I use the lollipop drums so children can get into pairs and play the game together. You really need to think the pairs out carefully in advance and pair up high ability with low ability. It is frustrating for the high ability children but it’s a quickish way of getting most children to a roughly equal standard when learning to play rhythms. I would say that it is a 2/3 – 1/3 split in most classes when it comes to Y1 and playing basic rhythms. I also give a copy of the clock out as homework so parents can play with their children and conquer any potential beat/rhythm misunderstanding.
Currently, I have to supplement the lollipop drums with woodblocks as I don’t have enough lollipop drums but the children find blocks a bit more difficult to manipulate as they don’t always have a handle, and every now and then we end up with a “hammer incident” when a child has whacked their fingers with a woodblock stick and there is much wailing and gnashing of teeth. Also the hard wooden beaters can really knock out your ears with a high pitched click which is why I like the lollipop drums with the soft beaters. I hear enough high-pitched sounds daily, which means I am probably at least half way to tinnitus. I have completed the task with every child holding two claves each and that works fine but it can hurt your hands hitting them together all the time. When a class exits with red, sore hands it does not look very good, even if the children have smiles on their faces. Tambourines are a mistake as it is so much harder to hear the differences with all that shaking everywhere. I do use tambourines but later on when we have rhythms over the length of a crotchet.
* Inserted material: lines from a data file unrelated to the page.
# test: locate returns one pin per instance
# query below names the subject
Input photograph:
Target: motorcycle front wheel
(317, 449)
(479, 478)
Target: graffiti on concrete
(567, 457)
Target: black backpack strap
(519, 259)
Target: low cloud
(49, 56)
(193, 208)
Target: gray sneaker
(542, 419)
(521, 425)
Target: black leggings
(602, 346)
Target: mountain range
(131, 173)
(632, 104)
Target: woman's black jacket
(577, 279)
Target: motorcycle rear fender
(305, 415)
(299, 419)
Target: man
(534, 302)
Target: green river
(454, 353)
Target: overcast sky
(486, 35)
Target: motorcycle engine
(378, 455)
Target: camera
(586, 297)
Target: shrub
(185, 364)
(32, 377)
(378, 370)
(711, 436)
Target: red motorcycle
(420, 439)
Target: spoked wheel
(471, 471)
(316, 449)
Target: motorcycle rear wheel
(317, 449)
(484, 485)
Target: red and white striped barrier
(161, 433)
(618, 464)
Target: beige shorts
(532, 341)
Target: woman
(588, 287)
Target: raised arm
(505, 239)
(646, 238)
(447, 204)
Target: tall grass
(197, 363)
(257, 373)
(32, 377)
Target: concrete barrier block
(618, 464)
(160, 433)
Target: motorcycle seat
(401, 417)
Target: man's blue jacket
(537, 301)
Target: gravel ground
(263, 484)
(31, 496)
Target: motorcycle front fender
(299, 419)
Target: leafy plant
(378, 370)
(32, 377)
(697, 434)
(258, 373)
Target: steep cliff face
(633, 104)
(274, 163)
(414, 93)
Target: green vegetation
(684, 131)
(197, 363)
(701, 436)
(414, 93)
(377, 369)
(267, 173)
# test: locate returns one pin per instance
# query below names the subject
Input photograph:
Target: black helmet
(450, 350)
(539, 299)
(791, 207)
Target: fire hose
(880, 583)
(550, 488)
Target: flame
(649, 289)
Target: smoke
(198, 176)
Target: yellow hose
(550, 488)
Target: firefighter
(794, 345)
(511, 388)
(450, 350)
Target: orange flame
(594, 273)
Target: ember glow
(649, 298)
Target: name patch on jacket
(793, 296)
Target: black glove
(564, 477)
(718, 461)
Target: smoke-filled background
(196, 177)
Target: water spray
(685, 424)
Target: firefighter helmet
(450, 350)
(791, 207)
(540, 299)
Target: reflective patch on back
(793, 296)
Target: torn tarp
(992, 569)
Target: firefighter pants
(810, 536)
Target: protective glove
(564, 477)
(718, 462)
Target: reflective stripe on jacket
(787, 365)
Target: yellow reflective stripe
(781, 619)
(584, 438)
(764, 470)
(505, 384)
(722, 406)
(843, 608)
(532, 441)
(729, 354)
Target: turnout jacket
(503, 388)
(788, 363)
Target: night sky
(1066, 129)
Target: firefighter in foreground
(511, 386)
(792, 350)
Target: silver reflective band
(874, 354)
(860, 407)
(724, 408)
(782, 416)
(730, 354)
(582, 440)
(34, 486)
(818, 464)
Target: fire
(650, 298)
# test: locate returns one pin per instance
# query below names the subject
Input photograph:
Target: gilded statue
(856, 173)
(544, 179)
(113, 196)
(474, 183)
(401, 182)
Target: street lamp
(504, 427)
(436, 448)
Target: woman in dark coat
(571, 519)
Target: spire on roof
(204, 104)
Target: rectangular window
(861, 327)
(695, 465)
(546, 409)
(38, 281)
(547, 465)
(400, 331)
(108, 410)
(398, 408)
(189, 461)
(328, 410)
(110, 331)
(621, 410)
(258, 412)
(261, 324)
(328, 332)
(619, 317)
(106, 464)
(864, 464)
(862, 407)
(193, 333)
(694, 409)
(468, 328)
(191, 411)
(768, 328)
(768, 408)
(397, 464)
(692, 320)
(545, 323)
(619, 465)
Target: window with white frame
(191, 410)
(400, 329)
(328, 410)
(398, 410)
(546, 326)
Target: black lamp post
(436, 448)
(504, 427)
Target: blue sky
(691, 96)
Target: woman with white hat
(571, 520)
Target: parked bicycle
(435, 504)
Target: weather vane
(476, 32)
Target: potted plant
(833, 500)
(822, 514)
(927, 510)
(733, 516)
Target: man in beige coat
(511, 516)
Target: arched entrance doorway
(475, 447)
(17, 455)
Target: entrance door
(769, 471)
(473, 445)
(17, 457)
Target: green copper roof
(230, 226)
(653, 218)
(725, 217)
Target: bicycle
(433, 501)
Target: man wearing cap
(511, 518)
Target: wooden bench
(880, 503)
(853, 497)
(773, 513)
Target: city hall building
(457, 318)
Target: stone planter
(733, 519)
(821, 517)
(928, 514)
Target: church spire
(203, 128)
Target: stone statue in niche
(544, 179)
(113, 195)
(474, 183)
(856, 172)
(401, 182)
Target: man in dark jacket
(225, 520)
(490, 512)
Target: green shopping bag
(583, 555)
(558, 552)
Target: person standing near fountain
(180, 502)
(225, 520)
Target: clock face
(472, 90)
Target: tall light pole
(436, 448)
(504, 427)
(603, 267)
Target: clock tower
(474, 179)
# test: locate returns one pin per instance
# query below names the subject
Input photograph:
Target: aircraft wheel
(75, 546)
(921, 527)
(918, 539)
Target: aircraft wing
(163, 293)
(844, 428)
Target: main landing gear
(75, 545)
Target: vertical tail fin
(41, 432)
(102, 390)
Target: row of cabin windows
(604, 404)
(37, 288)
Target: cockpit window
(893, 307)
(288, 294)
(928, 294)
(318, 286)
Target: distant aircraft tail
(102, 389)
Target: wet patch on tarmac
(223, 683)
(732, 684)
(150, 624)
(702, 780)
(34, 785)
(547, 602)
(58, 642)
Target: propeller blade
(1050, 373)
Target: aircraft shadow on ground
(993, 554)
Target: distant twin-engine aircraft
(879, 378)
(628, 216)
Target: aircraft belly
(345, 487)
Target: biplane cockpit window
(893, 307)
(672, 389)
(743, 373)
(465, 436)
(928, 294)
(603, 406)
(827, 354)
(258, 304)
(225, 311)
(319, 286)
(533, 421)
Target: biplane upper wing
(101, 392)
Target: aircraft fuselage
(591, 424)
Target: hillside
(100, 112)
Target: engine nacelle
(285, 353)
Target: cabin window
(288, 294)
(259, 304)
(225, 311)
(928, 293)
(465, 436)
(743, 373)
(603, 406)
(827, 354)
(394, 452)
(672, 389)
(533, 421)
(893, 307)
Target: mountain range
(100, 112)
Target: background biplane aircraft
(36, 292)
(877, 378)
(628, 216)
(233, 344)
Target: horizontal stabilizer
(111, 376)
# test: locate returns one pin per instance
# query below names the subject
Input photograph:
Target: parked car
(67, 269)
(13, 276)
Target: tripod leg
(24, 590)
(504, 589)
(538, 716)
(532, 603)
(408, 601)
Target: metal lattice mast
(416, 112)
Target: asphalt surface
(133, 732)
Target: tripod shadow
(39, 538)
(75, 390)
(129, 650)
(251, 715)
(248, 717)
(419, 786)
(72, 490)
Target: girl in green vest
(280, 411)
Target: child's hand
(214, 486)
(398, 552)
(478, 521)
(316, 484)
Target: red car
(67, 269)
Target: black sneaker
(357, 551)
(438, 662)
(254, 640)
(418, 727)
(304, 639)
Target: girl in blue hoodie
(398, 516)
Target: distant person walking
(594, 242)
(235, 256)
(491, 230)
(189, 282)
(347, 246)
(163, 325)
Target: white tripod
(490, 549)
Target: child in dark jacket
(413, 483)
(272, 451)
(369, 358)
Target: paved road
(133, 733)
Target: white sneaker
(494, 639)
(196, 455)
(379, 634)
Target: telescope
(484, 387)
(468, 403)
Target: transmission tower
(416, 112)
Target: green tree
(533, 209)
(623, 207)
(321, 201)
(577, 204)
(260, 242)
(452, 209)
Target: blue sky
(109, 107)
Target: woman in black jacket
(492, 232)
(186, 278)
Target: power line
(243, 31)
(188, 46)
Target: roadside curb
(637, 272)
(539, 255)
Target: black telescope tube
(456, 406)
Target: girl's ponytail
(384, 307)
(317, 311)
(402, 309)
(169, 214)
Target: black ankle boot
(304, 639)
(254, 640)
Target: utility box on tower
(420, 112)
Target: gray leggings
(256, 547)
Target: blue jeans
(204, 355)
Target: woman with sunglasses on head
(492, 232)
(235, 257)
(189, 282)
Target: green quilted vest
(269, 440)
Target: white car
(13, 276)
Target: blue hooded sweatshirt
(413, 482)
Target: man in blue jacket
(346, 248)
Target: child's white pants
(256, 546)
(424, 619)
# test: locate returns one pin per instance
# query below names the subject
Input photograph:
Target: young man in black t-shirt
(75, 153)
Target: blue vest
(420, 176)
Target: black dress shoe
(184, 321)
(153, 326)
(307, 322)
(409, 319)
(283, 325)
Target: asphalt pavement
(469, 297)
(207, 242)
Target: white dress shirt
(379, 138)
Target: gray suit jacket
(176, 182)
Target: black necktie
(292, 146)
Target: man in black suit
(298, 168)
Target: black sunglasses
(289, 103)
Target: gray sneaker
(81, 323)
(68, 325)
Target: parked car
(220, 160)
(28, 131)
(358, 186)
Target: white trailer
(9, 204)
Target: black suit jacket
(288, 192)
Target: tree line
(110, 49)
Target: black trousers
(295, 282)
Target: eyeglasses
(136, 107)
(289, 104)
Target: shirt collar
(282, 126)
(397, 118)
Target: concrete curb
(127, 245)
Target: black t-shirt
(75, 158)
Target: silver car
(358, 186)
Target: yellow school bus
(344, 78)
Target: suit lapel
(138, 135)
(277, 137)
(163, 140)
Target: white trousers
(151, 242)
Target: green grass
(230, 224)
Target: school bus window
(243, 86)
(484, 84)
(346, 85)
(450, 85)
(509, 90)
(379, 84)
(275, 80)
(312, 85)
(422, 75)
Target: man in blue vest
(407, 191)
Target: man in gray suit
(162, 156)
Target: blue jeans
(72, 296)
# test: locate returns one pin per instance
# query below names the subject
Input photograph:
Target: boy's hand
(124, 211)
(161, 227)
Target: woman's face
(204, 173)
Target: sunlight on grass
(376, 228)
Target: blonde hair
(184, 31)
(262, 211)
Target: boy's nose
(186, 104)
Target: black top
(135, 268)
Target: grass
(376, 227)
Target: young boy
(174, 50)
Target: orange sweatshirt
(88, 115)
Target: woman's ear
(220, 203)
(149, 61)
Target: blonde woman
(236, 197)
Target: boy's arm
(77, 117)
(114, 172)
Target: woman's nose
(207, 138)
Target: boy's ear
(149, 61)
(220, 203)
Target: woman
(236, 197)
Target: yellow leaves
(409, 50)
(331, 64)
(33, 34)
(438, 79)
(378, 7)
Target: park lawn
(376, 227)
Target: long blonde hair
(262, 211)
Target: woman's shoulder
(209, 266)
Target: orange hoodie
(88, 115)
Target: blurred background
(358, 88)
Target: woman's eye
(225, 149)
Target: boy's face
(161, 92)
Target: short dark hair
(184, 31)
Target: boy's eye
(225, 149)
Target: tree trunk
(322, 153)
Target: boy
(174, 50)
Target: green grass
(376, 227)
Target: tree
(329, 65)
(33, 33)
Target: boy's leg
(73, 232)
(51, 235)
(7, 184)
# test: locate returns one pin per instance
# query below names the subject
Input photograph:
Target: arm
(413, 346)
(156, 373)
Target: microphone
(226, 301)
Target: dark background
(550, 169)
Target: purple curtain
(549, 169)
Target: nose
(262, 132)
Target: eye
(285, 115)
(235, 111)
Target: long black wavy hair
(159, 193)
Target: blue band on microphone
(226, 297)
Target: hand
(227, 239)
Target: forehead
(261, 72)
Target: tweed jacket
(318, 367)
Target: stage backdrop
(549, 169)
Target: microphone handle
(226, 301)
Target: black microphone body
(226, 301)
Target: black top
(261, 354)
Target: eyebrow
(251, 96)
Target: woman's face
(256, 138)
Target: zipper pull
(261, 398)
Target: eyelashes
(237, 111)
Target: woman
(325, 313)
Year 1 is the right time to start as the children are beginning to learn about telling the time and clocks in general so there are some good cross-curricular links. Most children in Year 1 know there are 12 hours on a clock and know time goes round in a circle clockwise, but it is good to reinforce these concepts. I sometimes play the game where we play all the rhythms anti-clockwise so they understand the difference between these two terms. Maths teachers have never complained. I will do these rhythms for about three weeks before moving on. Most teachers then proceed to minims. I don’t, I go onto semi-quavers “caterpillar” first because we can use the same instruments and the same principles as “flies” and “spiders”. I have thought about telling them the proper names to the notes and I may change my approach in the future, but currently I save this terminology reveal towards the end of Year 2.